Poster
Nonparametric Identification of Latent Concepts
Yujia Zheng · Shaoan Xie · Kun Zhang
East Exhibition Hall A-B #E-1809
We are born with the ability to learn concepts by comparing diverse observations. This helps us to understand the new world in a compositional manner and facilitates extrapolation, as objects naturally consist of multiple concepts. In this work, we argue that the cognitive mechanism of comparison, fundamental to human learning, is also vital for machines to recover true concepts underlying the data. This offers correctness guarantees for the field of concept learning, which, despite its impressive empirical successes, still lacks general theoretical support. Specifically, we aim to develop a theoretical framework for the identifiability of concepts with multiple classes of observations. We show that with sufficient diversity across classes, hidden concepts can be identified without assuming specific concept types, functional relations, or parametric generative models. Interestingly, even when conditions are not globally satisfied, we can still provide alternative guarantees for as many concepts as possible based on local comparisons, thereby extending the applicability of our theory to more flexible scenarios. Moreover, the hidden structure between classes and concepts can also be identified nonparametrically. We validate our theoretical results in both synthetic and real-world settings.
Imagine how we learn about the world as children.
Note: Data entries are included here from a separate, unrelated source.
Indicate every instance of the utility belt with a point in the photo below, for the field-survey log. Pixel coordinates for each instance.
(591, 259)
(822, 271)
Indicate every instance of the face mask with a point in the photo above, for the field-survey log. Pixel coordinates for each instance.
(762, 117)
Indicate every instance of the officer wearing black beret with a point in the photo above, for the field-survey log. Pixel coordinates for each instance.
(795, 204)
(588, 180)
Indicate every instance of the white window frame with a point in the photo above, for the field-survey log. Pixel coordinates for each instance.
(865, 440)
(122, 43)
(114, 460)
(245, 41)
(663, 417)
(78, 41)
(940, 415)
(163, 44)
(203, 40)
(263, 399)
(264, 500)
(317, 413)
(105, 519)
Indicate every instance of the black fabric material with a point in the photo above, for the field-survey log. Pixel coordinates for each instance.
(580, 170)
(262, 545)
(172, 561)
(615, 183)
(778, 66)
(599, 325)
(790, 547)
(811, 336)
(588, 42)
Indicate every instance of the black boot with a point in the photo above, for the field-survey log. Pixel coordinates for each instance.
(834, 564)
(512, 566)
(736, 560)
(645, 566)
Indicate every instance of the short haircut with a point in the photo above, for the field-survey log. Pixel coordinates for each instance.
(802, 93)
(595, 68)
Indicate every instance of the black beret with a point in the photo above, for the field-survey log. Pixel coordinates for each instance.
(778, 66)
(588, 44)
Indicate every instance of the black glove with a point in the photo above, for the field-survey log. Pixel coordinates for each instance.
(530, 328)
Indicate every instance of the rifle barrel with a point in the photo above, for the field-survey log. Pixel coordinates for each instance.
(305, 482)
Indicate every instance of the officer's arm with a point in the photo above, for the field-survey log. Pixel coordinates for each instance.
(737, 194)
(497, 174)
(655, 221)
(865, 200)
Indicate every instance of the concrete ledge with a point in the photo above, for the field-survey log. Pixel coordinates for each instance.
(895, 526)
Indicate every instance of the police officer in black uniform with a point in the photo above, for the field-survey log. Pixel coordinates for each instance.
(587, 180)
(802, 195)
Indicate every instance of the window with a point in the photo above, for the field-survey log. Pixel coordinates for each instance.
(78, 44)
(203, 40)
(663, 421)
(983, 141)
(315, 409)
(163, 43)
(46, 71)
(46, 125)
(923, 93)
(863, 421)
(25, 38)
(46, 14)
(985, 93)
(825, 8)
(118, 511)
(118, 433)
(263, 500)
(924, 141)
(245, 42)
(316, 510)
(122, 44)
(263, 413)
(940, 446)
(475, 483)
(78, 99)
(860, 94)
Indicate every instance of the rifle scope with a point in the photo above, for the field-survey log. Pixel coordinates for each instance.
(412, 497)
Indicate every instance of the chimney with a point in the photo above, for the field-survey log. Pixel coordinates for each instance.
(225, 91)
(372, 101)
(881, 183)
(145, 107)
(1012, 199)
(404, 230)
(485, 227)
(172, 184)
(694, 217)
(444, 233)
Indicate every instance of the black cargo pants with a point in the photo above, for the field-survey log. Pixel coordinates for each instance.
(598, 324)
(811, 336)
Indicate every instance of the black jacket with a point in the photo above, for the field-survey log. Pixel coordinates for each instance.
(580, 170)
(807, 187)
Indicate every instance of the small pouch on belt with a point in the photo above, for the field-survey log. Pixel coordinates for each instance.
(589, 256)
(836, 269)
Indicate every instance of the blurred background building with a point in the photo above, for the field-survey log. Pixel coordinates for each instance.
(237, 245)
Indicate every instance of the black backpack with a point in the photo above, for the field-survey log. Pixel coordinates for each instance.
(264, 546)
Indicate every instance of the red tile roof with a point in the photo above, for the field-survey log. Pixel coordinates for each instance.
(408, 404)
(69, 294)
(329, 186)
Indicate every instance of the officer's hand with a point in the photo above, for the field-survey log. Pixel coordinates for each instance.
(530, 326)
We see many different things – a fluffy cat, a furry dog, a feathered bird – and by comparing them, we start to understand underlying concepts like "animal," "furry," or "has wings." This ability to compare diverse examples helps us make sense of new things we've never encountered before.This paper argues that a similar process of comparison is crucial for computers to truly learn the basic concepts hidden in data. While current computer learning methods are powerful, they often lack a solid guarantee that they're learning the right concepts.Our work provides a new understanding of how computers can reliably identify these hidden concepts. We show that if a computer system is fed enough varied examples across different categories, it can pinpoint the fundamental concepts without needing to be told beforehand what types of concepts to look for or how they are connected.Even when the data is not perfectly diverse, our approach can still identify as many concepts as possible by making local comparisons. Furthermore, this method can also uncover the natural relationships between different categories of data and the concepts they represent. We've tested these ideas and confirmed they work, both in controlled experiments and with real-world datasets.